Coming in second place in the presidential race is a lot like finishing second in the Super Bowl. Instead of being the second-best contender, the loser suddenly becomes the butt of ridicule and Monday-morning quarterbacking.
Don't cry for Al Gore, whose unsavory America-Held-Hostage fight over Florida hasn't earned him nearly enough heckling yet. He's embarking on a new career as a college professor, teaching graduate-level journalism courses at Columbia University. There, in a very prominent nexus of academia and the national media elite, Gore will no doubt succeed in teaching aspiring scribes paying serious Ivy League money how he won the popular vote, and would have won Florida, too, if it weren't for those dishonest and racist Republicans.
But this is not remarkable. What is remarkable is the media's treatment of the other No. 2. The press, usually so unsympathetic with losing large, is still marching around Washington with trombones and cymbals behind Sen. John McCain, lionizing that honest man with a lantern seeking to burn a hole through "special interest corruption" with his so-called "campaign finance reform."
In a press conference the cable-news operations clamored to present in full, McCain fatuously proclaimed: "After one of the closest elections in our nation's history, there's one thing the American people are unanimous about. They want their government back." McCain lost spectacularly in the primaries a year ago, but in so doing he's somehow mysteriously located a mandate: "The American people have chosen the president of the United States. But I also have a mandate, and I believe that that mandate can be achieved under moderate and reasonable circumstances."
A "mandate" from ... whom? By their nonstop fawning coverage, the national media are certainly suggesting a mandate exists. Network reporters like NBC's David Gregory explicitly endorsed the silly idea of McCain's "mandate," too. Yet all the polling data shows this issue is nowhere near the top of people's concerns. National Review editor Rich Lowry coolly pointed out what the media won't admit: In nearly every primary election in early 2000, less than 20 percent of McCain's voters cited "campaign finance reform" as a reason for pulling McCain's lever.
If they don't care, who does? The press.
Print reporters promoted McCain's quixotic campaign far beyond its newsworthiness. Showing up at a half-empty town meeting in Little Rock, Ark., on Jan. 29 gained him the front page of the Washington Post. "At least one Capitol Hill sideshow could quickly become the main event," hoped Newsweek. Time relished that among the gifts lavished on the new president, "at least one skunk will be hiding in the gift bin, a present from Bush's former GOP presidential rival." In a sign of its obsession with the McCain-Feingold bill, still staggering around like the undead, Time printed a chart explaining how the bill will get "killed" again, emphasizing the legislative carnage by printing that word in blood red. No favorites there.

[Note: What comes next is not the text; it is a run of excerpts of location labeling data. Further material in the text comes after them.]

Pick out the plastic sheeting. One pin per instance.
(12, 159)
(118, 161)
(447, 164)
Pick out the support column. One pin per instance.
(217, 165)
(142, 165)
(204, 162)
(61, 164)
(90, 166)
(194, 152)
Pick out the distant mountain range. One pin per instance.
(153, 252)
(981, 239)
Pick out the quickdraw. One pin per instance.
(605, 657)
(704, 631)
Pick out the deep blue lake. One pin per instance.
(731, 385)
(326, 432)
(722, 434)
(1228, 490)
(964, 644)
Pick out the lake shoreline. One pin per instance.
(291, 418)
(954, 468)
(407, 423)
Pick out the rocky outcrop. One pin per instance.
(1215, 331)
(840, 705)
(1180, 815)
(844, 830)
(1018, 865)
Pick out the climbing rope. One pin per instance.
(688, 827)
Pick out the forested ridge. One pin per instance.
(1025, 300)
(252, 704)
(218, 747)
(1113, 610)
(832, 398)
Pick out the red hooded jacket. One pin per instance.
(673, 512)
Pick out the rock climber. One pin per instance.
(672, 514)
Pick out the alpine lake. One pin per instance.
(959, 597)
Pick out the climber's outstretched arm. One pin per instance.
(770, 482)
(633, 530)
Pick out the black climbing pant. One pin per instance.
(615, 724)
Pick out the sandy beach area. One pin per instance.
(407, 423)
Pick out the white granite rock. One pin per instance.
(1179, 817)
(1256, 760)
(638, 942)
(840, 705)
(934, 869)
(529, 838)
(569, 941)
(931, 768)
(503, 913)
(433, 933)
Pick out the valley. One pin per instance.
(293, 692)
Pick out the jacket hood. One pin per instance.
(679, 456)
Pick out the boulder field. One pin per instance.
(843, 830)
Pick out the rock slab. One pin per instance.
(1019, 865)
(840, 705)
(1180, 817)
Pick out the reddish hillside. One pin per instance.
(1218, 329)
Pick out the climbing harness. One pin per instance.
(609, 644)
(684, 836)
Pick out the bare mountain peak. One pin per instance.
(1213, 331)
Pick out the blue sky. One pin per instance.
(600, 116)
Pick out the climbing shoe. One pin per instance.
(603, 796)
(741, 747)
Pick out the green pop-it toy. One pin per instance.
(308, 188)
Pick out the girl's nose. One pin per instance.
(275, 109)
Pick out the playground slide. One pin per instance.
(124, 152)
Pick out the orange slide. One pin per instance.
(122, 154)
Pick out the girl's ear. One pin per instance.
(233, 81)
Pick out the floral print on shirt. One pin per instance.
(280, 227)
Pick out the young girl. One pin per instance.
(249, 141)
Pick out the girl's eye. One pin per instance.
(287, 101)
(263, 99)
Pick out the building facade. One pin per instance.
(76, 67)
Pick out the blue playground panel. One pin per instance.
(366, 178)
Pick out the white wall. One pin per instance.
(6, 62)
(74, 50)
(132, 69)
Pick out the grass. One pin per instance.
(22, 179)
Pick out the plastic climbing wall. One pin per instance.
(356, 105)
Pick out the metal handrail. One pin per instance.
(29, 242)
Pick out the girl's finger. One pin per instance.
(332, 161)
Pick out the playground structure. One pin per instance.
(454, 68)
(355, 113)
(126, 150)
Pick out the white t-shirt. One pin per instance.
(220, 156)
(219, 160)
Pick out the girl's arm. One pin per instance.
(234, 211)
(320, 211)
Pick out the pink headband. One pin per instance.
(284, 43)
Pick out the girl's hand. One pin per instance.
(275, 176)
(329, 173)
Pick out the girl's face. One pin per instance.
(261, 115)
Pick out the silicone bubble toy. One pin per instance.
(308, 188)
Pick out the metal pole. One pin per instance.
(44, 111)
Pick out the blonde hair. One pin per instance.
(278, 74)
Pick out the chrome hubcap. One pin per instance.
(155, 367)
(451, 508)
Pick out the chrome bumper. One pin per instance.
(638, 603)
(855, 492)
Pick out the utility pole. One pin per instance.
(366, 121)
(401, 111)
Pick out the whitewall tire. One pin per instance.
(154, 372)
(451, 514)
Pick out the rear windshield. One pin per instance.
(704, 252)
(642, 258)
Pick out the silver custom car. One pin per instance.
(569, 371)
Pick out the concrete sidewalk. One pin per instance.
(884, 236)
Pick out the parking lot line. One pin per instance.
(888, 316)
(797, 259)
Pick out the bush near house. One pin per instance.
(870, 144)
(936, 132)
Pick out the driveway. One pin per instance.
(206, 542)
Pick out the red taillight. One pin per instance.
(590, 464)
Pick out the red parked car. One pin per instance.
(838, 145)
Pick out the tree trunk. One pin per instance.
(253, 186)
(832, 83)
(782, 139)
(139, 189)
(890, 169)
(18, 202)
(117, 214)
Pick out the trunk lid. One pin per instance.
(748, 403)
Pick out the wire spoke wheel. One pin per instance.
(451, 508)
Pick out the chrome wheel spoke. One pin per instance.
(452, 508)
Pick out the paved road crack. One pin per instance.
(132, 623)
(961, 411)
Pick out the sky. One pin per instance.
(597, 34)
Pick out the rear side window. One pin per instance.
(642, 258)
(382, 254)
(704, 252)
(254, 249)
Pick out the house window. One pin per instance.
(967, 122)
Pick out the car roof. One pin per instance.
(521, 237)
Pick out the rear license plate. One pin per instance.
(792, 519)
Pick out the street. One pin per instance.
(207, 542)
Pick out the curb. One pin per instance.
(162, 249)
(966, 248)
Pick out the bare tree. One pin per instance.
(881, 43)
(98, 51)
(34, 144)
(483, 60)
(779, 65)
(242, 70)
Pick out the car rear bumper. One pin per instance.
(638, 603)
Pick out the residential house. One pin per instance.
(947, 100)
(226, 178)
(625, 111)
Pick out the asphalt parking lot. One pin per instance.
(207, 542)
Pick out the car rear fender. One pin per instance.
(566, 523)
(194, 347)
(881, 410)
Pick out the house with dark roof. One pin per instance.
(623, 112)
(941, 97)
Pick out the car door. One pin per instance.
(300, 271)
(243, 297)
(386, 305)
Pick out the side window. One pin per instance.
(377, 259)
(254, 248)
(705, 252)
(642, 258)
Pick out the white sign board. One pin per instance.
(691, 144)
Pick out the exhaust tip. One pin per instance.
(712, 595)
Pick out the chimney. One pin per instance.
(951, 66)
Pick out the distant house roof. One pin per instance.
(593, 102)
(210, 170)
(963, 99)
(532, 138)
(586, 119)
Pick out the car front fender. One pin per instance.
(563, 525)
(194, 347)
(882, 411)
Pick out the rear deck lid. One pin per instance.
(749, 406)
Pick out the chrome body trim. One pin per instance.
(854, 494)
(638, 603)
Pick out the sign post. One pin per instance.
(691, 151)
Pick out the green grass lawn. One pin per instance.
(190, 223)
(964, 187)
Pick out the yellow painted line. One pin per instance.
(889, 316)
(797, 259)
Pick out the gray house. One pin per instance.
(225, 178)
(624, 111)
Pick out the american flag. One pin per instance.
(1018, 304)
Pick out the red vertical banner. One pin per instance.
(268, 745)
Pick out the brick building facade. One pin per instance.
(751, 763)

While Bill Clinton was correctly -- and amazingly -- panned by the press for trying to step all over President Bush's inauguration, no one in the newsrooms is whispering a word about the class of Johnny Mac. The night Al Gore finally conceded to Bush, McCain was making the rounds of the TV networks, talking up his plans to put the thumb screws to Bush on his censorship bill. Two days into the Bush presidency, McCain was already holding court, threatening to hold up every other Bush initiative in the Senate until his pet project was placed on the agenda once again.
Amid the pitter-patter of media hearts, no one suggested that McCain was a sore loser who was threatening to ruin his own career with his impertinence. To receive that sort of criticism, McCain would have to be a Democrat trying to outlaw partial-birth abortion.
But McCain has chosen for his crusade a neverending media favorite: a bill to enhance the media's power by squashing the voices of troublesome outsiders who might disagree with the liberal media worldview. Pro-lifers are dangerous; entrepreneurs are greedy; religious institutions are intolerant; and anyone supporting any of these things is suspect at best -- or just plain evil. Only the federal government can save us from this threat, with a healthy assist from the press, which will tell us what's right and wrong.
The mysterious reign of John McCain proves the national media do not see themselves as stenographers to power. They see themselves as the wielders of power, and they insist in every flattering interview and front-page news story that McCain is the most powerful politician in Washington. Why? Because they say so. When McCain-Feingold dies yet another death, that giant whining sound you hear will be the anchormen complaining they haven't succeeded in putting McCain's -- and their own -- agenda over the top.